Stephan Sandenbergh wrote:
Hi,

Thanks this is good advice.

Pointing the spectrum analyzer to fc + delta seems to be similar
than deducing phase noise from the ZCD output since this would be with
reference to (fc + delta) in any how? Provided the aliasing issue can be
sorted.

Regarding the aliasing issue - in order to plot phase noise up to 100kHz I
would use a 300kHz beat sampled at 100MHz (which is the sampling system I
got available). Obviously, making sure I have sufficient bandwidth in all
areas.
The definition requires that both the noise at fc + delta and the noise at fc-delta be added to obtain the phase noise at an offset of delta.
This is easy to do either in an FPGA or in post processing.

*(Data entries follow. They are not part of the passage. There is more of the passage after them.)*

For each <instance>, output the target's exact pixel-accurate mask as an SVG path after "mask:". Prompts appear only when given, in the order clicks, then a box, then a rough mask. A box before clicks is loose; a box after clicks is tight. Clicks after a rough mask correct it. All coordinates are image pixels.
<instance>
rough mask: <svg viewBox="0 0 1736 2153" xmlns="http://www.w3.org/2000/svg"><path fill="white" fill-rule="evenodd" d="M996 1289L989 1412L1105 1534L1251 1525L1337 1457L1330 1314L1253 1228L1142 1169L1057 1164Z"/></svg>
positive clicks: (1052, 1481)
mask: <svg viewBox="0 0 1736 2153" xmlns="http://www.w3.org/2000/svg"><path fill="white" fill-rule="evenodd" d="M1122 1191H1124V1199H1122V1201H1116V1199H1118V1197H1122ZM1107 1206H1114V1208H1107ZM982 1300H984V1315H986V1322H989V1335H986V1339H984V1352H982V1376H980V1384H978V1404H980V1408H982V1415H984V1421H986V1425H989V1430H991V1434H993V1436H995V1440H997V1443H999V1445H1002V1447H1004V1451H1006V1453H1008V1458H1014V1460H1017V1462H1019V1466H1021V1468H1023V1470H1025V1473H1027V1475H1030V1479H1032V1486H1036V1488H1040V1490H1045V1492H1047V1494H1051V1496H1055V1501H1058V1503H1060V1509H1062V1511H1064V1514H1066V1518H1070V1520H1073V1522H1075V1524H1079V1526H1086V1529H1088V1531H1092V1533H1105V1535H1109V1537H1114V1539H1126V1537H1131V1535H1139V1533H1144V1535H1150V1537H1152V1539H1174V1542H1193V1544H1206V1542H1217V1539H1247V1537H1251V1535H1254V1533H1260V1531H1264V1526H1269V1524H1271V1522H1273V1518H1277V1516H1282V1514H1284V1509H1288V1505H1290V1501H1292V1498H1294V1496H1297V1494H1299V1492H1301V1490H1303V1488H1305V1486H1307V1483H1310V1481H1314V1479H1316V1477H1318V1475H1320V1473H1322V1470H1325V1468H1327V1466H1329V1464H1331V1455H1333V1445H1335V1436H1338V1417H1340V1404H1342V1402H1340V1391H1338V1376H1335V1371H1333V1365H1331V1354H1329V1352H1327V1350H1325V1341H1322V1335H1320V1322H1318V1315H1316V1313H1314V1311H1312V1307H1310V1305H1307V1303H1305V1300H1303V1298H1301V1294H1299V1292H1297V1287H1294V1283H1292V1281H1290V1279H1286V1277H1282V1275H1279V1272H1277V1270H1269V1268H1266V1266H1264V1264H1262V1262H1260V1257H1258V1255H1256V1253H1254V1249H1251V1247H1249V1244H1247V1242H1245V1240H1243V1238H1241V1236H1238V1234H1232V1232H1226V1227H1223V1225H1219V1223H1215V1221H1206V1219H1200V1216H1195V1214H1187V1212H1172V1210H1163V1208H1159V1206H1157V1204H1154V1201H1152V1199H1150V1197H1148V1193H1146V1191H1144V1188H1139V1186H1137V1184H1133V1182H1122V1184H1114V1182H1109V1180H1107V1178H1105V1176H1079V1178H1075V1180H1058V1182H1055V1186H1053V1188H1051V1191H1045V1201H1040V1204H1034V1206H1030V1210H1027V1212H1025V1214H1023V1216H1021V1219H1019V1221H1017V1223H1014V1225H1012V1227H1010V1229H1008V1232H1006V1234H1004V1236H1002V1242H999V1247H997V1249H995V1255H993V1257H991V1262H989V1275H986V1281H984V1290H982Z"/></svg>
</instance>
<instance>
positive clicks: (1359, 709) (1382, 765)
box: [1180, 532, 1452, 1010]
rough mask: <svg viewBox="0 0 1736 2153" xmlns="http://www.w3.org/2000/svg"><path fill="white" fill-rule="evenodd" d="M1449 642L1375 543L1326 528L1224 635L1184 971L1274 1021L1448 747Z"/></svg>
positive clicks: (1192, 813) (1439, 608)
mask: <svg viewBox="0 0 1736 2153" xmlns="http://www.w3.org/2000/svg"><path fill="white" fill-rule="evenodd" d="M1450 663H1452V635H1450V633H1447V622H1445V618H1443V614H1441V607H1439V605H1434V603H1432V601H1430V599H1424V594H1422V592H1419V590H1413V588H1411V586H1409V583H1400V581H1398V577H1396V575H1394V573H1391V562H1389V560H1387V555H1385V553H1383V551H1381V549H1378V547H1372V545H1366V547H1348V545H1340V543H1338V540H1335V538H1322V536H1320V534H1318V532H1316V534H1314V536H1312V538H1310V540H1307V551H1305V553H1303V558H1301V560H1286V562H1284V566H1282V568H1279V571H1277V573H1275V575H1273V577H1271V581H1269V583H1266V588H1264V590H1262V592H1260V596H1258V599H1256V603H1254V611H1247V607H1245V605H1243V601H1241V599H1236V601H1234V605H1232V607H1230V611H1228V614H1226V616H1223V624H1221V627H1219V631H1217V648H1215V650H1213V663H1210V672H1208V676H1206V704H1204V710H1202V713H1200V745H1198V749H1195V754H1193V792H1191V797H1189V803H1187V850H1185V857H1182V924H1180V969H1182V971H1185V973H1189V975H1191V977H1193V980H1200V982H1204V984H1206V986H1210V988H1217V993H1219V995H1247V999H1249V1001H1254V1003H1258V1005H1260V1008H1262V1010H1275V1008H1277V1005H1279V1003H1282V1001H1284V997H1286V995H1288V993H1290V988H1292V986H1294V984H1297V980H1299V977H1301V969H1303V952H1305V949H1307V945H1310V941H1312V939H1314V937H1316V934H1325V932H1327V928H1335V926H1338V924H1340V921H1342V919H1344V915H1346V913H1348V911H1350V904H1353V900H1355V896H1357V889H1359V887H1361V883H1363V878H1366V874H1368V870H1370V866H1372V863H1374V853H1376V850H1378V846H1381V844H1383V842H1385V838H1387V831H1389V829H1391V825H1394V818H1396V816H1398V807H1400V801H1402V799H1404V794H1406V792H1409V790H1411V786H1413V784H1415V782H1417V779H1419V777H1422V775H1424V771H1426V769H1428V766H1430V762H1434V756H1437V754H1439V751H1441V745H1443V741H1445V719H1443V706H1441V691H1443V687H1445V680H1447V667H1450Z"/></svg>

If you are sampling at 100MHz then the post mixer filter only need limit the bandwidth sufficiently to eliminate the mixer sum product and keep the noise signal within the bandwidth of the following amplifier. Additional filtering if required can be implemented as digital filters.

Note with a 300kHz beat frequency phase noise components at offsets greater than fcarrier + 300KHz will be folded into the mixer output spectrum so using a carrier bandpass filter with a bandwidth smaller than the beat frequency may be advisable.
Cheers.

Stephan.
Bruce

On 10 March 2011 10:50, Bruce Griffiths<bruce.griffi...@xtra.co.nz>  wrote:

For conventional phase noise measurements at offsets in the (10Hz, 20kHz)
range one can use a sound card with a low noise preaamp.
Suitable sound card preamps with lower noise floors than Enrico's or
Wenzel's designs can be built using readily available components.
Wider bandwidths ( up to 1MHz or so) are not difficult to achieve.

Bruce


Stephan Sandenbergh wrote:

Hi,

Cross-correlation a very clever idea! Thanks for the reference - Rubiola
got
some good sources of reference on his home page.

One thing though - for a phase-noise kit one will probably need to replace
the ZCD with a low-noise amplification stage of around 80dB to be to allow
sampling at ADC voltage levels?

Cheers,

Stephan.

On 8 March 2011 22:28, Magnus Danielson<mag...@rubidium.dyndns.org>
  wrote:



On 03/08/2011 07:46 PM, Stephan Sandenbergh wrote:



Hi,

I recently noticed something interesting: The DMTD measurement gives a
set
of phase values x(t). From which fractional frequency y(t) is
calculable.
So
now it seems viable to plot the spectrum, Sy(f) and if you scale it
properly
you arrive at Sphi(f). If I'm  not making a gross error somewhere the
math
seems to check out. But, I'm wondering is there a physical reason why
this
isn't valid?

I have not seen this being done anywhere - so I assume there is.
However,
it
seems possible to plot Sphi(f) for 1Hz<    f<100kHz when having a vbeat =
100kHz sampled for 1 second.

I'm familiar with the loose and tight phase-locked methods of measuring
phase noise, but am quite curious to know if phase noise from a DMTD
measurement is a valid assumption.

I would guess that if the frequency domain phase noise measurement
requires
phase-lock then the time-domain measurement requires as well. However,
here
in lies my real interest - two GPSDOs are phase-locked (not to 1Hz,
something far less I know) so can it be possible to measure GPSDO Adev
and
phase-noise using a single DMTD run? Am I making a wrong assumption
somewhere?



An architecture not completely different to the DMTD architecture is used
in phase-noise kits. Instead of having two sources and one intermediary
oscillator is instead there one source and two intermediary oscillators.
The
oscillators is locked to the carrier frequency rather than an offset. The
mixed down signal is then cross-correlated to get the spectrum.
Increasing
the averaging factor and the spectrum can be suppressed below that of the
intermediary oscillators. Since the two intermediary oscillators have
uncorrelated noise, the external noise is what correlates over time. This
technique is simply called cross-correlation. Such a cross-correlation
setup
can run very close to the carrier in terms of offsets.

In contrast will a DMTD with it's offset frequency be problematic at low
offsets since the positive and negative offsets noise will not occur at
the
same frequency in a DMTD setup. Consider a a DMTD with a 10 Hz offset,
pointing a spectrum analyzer on 100 Hz will measure the down-converted
average of carrier+(100-10) Hz and carrier-(100+10) Hz, thus carrier+90
Hz
and carrier-110 Hz.

Creating a mixed-mode setup for phase-noise/DMTD will however be
possible.

So, DMTD as such is relatively limited, but add an RF switch and another
oscillator and you get a cross-correlation phase-noise kit.

To turbo-charge the phase-noise kit use a quadrature combiner and
amplitude
adjustment to create a interferometric mixdown, working around part of
the
mixer limitations. Enrico Rubiola has writen about this approach.